Catherine Eddowes - 30th September 1888

Catherine Eddowes - 30th September 1888



Catherine Eddowes is well-known for being the second victim in the "double event" during the Jack the Ripper killing spree. She was the second woman killed on September 30, 1888 in the notorious Whitechapel district of London. Despite her obscure position in society as a casual prostitute and manual labourer, there is a surprising amount of information available to form a visual of her life.

"Kate", as she was more commonly called by friends and family, moved away from her family at a young age to find work as a tin plate stamper. During this period, she met Thomas Conway, an ex-soldier, who became her common-law husband. She had three children with Thomas, but developed a drinking problem and left her family. Thomas managed to keep their two sons hidden from Kate thereafter, but she was able to maintain a strained relationship with her daughter, Annie.

After leaving Thomas Conway, Kate began a relationship with a man named John Kelly. They struggled financially, taking random odd jobs. This is the time period when most experts believe Kate engaged in prostitution in order to make ends meet. They lived at different boarding houses in the areas in which they worked.

Kate's story is interesting because she was actually in police custody only hours before her death.

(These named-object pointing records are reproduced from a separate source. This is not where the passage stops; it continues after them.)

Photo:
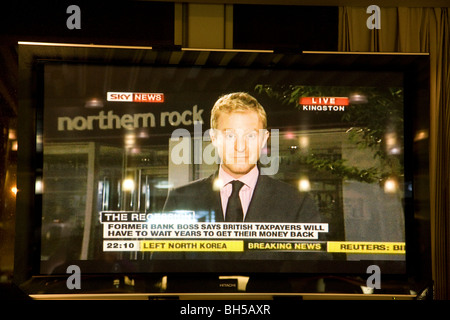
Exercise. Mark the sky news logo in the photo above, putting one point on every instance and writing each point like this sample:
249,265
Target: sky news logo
135,97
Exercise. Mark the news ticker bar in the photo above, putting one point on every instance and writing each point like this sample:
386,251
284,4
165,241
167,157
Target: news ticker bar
349,247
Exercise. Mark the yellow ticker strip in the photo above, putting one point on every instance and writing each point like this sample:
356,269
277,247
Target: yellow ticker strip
192,245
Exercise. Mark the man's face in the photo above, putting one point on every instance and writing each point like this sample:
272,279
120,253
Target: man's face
239,138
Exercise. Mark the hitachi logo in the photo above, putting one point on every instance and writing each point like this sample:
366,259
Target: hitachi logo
135,97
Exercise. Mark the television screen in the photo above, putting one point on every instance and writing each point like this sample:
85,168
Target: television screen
137,163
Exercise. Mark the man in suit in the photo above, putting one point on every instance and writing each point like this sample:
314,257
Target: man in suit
239,132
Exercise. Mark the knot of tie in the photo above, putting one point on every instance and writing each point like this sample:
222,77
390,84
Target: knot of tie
234,207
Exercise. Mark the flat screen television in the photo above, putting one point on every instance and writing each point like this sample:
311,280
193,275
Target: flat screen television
121,174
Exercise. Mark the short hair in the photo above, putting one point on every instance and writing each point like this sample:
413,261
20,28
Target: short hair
237,102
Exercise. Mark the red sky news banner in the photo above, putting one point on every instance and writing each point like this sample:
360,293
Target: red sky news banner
134,231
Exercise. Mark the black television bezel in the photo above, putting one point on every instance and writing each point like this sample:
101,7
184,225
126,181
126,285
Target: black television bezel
415,68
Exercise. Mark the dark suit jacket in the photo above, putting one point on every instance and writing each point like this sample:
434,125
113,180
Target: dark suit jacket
272,201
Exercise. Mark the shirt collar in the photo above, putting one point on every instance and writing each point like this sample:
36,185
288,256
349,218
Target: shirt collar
249,179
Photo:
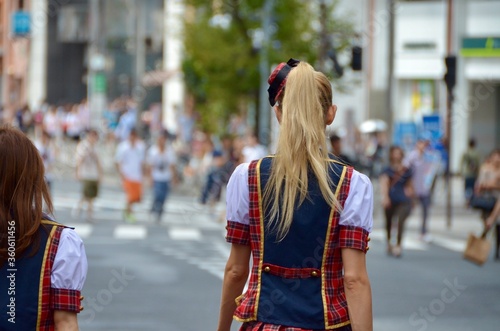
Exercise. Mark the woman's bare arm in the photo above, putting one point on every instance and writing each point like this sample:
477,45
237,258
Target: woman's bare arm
357,289
235,277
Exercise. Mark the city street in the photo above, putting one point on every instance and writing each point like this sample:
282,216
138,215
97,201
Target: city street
149,276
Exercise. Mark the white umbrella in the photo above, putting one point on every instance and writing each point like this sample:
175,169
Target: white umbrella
371,126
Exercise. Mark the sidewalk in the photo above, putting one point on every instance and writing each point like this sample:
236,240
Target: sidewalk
463,220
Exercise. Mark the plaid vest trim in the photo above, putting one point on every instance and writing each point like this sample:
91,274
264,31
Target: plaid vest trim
45,319
50,299
333,296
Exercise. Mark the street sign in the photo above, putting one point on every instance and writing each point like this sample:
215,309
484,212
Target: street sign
405,135
431,125
21,23
99,83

Earlier in the day, she told John Kelly that she wanted to ask her daughter, Annie, for some money (she didn't know that Annie had moved from her last known address). No one knows for sure what she did that day, but she was found in a drunken state lying on the street. After spending several hours in jail, she was released. That is the last item of information that is known for certain about Kate.

There was an eye-witness account of a woman of Kate's description talking to a man only a short time before her body was found, lifeless and mutilated. The police could not be sure that the witnesses were sure that it was Kate they saw. The police arrived at her body while it was still warm, perhaps only 30 minutes after she was killed. Her body was mutilated extensively, as were Jack the Ripper's other victims.

She was buried in an unmarked grave, but her resting place has since been given a marker – likely because of her notoriety as a victim on London's most famous, unidentified serial killer.